Un hombre ha desaparecido. Se ha ido de su casa y de su trabajo sin dejar señales, sin que nada delatase en él enfermedades, amoríos extraconyugales o problemas financieros. Con variaciones, éste es el inicio de algunos textos inolvidables de la literatura universal ("Wakefield", de Hawthorne; "La tercera orilla del río", de Guimaraes-Rosa; un capítulo de "El halcón maltés", de Hammett, etcétera). Podemos sumar "La huida", una de esas novelas de Georges Simenon que las progresivas publicaciones en Ediciones Tusquets, más allá de la serie Maigret, nos va descubriendo. Novelas en las cuales a la tensión, al suspenso y a la intriga de tramas policíacas se suma una radiografía existencialista que probablemente sólo un europeo sea capaz de alcanzar. Novelas de Simenon como "El hombre que miraba pasar los trenes", "La nieve estaba sucia", "Tres habitaciones en Manhattan", o "La muerte de Belle" se presentan, a más de cuarenta o cincuenta años de su aparición, como las grandes novelas francesas de la segunda mitad del siglo XX que han sabido superar las modas y las veneraciones académicas y que se aprestan a conquistar cada día nuevos lectores.

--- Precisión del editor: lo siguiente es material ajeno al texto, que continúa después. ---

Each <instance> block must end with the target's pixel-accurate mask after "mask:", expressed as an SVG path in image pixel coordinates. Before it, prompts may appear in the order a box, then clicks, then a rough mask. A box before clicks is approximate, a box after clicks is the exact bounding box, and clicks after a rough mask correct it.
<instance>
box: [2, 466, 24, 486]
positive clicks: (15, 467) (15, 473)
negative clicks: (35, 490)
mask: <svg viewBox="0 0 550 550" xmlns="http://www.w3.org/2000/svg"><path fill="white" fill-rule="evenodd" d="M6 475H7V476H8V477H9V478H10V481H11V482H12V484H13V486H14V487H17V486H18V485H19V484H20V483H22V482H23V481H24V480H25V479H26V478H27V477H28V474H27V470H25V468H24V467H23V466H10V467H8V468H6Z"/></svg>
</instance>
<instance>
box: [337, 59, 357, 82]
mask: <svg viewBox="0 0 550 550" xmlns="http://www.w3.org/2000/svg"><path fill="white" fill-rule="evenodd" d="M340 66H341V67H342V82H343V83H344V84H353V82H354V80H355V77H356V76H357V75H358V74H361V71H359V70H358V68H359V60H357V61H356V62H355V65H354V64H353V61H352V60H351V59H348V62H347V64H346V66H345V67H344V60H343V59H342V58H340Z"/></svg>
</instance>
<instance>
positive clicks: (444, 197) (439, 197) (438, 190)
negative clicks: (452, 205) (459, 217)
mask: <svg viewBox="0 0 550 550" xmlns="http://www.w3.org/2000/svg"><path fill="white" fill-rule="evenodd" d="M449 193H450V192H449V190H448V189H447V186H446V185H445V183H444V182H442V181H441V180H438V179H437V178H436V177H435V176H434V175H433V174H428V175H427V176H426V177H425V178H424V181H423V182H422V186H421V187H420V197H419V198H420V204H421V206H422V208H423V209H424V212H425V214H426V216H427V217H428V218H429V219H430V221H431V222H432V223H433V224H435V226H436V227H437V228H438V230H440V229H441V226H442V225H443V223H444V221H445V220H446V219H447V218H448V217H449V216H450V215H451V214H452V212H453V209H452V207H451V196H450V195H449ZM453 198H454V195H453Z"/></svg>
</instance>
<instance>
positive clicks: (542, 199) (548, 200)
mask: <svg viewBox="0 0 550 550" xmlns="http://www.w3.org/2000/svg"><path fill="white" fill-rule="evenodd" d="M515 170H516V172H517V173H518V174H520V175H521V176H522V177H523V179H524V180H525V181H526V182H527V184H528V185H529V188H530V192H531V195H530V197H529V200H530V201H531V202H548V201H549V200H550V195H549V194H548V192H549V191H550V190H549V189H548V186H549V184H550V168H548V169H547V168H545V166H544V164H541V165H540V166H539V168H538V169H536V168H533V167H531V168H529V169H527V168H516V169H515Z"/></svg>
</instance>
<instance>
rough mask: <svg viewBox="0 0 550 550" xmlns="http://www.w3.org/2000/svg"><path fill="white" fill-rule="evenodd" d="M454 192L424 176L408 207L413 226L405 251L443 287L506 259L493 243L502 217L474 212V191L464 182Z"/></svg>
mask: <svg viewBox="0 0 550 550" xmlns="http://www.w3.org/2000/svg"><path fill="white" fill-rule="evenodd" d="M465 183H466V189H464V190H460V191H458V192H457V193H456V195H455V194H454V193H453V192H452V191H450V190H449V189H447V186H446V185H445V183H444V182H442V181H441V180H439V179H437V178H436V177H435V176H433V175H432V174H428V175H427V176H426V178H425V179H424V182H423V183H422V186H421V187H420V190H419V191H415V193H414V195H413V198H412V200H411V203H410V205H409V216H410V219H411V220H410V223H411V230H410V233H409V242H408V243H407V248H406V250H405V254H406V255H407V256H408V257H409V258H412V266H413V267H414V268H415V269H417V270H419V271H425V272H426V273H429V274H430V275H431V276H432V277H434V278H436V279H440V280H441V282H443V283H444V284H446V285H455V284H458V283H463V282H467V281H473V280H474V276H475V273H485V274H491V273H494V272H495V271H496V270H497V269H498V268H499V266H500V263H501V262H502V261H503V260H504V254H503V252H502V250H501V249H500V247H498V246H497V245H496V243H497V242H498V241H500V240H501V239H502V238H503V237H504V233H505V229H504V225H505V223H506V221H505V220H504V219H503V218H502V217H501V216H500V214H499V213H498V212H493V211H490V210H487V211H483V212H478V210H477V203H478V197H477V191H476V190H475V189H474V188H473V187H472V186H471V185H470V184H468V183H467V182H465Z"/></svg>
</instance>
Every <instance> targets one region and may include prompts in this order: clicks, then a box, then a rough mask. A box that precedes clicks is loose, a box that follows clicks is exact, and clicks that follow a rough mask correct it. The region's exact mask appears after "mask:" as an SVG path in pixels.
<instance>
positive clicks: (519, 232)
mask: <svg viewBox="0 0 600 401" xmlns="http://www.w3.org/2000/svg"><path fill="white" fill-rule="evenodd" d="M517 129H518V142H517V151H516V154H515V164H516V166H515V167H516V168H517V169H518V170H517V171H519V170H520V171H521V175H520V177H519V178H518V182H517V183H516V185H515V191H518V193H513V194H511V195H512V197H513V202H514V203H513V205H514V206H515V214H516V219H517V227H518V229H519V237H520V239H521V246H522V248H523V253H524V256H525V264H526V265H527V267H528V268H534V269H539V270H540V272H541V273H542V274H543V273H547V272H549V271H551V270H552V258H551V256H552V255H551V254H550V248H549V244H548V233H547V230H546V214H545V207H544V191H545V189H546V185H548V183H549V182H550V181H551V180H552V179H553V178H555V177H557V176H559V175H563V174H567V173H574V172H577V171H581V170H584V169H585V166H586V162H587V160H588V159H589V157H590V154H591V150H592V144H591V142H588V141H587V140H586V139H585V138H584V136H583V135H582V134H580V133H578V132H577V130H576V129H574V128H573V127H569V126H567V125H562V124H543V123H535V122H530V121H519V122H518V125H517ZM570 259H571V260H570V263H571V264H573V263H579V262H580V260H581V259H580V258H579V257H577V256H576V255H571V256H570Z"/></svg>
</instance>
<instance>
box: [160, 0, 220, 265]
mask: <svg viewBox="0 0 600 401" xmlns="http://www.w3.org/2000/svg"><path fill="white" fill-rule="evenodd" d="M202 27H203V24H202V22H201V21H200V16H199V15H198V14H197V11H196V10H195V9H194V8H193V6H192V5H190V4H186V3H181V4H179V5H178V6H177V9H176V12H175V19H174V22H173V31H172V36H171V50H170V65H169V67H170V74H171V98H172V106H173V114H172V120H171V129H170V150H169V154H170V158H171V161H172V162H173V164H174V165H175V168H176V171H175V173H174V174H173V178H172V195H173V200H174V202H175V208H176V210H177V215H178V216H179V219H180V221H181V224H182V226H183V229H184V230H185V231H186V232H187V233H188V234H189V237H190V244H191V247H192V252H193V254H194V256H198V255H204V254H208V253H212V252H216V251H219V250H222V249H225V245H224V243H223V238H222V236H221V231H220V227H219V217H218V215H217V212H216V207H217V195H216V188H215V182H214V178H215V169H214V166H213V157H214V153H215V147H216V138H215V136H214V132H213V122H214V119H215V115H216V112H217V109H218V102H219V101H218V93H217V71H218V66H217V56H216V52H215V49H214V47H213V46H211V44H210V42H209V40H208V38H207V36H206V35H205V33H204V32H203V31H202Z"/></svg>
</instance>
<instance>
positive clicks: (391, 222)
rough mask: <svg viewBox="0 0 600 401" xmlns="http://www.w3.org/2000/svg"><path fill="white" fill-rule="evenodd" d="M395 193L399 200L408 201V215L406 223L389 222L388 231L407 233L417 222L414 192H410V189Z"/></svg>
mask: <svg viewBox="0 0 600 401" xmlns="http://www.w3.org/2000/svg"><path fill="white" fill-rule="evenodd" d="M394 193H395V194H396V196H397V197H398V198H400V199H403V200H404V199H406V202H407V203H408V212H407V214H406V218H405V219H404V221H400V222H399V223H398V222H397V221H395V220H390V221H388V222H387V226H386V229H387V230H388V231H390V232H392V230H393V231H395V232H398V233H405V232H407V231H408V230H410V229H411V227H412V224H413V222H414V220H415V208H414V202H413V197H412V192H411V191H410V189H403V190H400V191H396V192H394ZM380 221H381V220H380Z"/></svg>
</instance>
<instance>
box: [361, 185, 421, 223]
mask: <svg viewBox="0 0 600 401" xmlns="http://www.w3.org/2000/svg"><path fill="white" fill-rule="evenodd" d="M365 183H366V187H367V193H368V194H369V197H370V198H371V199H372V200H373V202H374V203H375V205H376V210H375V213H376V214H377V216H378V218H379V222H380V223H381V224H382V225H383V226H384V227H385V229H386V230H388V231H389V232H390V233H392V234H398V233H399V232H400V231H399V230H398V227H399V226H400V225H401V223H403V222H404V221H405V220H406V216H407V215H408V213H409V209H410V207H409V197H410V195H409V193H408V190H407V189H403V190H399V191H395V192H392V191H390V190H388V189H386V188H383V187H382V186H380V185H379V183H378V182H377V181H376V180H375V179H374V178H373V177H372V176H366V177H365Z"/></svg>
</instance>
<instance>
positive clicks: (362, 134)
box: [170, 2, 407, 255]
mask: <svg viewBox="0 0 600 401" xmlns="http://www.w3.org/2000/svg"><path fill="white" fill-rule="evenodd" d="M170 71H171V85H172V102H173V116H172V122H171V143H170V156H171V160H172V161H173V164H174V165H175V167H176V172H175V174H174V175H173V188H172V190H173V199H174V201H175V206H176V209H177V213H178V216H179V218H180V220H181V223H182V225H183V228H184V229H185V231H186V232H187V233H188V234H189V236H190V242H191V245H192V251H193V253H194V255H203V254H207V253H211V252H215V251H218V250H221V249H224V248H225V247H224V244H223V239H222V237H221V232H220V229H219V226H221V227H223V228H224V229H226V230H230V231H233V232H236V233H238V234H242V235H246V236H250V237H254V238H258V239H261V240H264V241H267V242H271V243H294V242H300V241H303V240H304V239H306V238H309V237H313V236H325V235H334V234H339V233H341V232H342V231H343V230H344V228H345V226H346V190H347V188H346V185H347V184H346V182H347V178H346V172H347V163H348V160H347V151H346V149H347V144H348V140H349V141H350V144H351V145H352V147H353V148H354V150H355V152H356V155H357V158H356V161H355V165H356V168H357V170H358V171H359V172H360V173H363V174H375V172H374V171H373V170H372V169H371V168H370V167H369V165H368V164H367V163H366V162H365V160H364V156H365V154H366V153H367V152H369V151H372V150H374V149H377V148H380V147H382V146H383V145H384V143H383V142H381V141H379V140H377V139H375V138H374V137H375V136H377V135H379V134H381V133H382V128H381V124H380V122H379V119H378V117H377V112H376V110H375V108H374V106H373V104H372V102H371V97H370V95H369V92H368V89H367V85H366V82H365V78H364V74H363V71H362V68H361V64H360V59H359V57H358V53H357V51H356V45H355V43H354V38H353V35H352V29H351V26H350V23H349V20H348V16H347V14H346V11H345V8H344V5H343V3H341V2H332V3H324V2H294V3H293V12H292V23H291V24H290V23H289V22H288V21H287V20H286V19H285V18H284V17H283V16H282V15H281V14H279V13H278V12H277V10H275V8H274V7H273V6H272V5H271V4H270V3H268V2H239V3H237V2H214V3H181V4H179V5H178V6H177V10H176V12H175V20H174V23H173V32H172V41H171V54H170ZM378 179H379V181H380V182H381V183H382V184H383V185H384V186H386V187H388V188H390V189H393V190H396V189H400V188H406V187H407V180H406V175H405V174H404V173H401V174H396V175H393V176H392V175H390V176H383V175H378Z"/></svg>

En "La huida", Norbert Monde cumple 48 años y nadie, ni en su casa ni en su empresa, se acuerda de felicitarlo. Ya no es capaz de enfrentar su hartazgo y su desasosiego, de manera que, apenas tomando algunos recaudos, como proveerse de dinero y cambiarse de ropa, decide huir, a cualquier lado, adonde el destino quiera llevarlo: "Luego el señor Monde dejó de pensar. Se adueñó de él el ritmo del tren... No sabía ni adónde iba ni lo que haría. Se había marchado. Ya no había nada tras él. Delante tampoco. Estaba en el espacio".
Y "La huida" nos cuenta de sus aventuras y deambulares, hasta recuperarse a sí mismo, hasta liberarse de fantasmas y sombras, y mirar al mundo y a los demás "con fría serenidad".